Réalisé par Karl Freund, qui, bien qu'il ait dirigé aussi le mythique "La Momie" avec Boris Karloff, est plus célèbre pour sa carrière de directeur de la photographie que de cinéaste, "Les Mains d'Orlac" réserve quelques beaux moments et une interprétation d'acteur mémorable mais s'avère au final assez inégal.
Parmi les beaux moments, on peut y compter une représentation théâtrale saisissante autour de la torture ou encore une exécution capitale bien à la française, donc avec la "Veuve", non montrée (censure de l'époque oblige !!!) mais froidement suggérée (on sent bien pendant ces scènes le métier d'un homme qui a travaillé pour des géants comme Fritz Lang et Murnau !!!).

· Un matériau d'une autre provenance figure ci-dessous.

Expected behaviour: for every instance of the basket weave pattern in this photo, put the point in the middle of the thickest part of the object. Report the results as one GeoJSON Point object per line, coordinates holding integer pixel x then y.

Peter Lorre quant à lui est grandiose dans le rôle d'un médecin fou psychopathe. C'est sans conteste une des meilleures interprétations de toute sa carrière.
Si quelques seconds rôles à l'instar de la gouvernante pochtronne ou du journaliste qui fourre son nez partout arrivent à se distinguer et à ne pas se faire écraser par Lorre, ce n'est pas le cas par contre de Frances Drake, qui en fait des tonnes dans les séquences d'émotion, et de, grande déception surtout quand on a vu de quoi il était capable dans "Frankenstein" et "La Fiancée de Frankenstein" de James Whale, Colin Clive dont le talent est ici sous-exploité tout comme le grand potentiel de son personnage.
Le tout se regarde avec un intérêt soutenu du début jusqu'à la fin mais on sent tout de même qu'on aurait pu toucher (sans mauvais jeu de mots !!!) au véritable classique et que le réalisateur est passé à côté de quelque chose.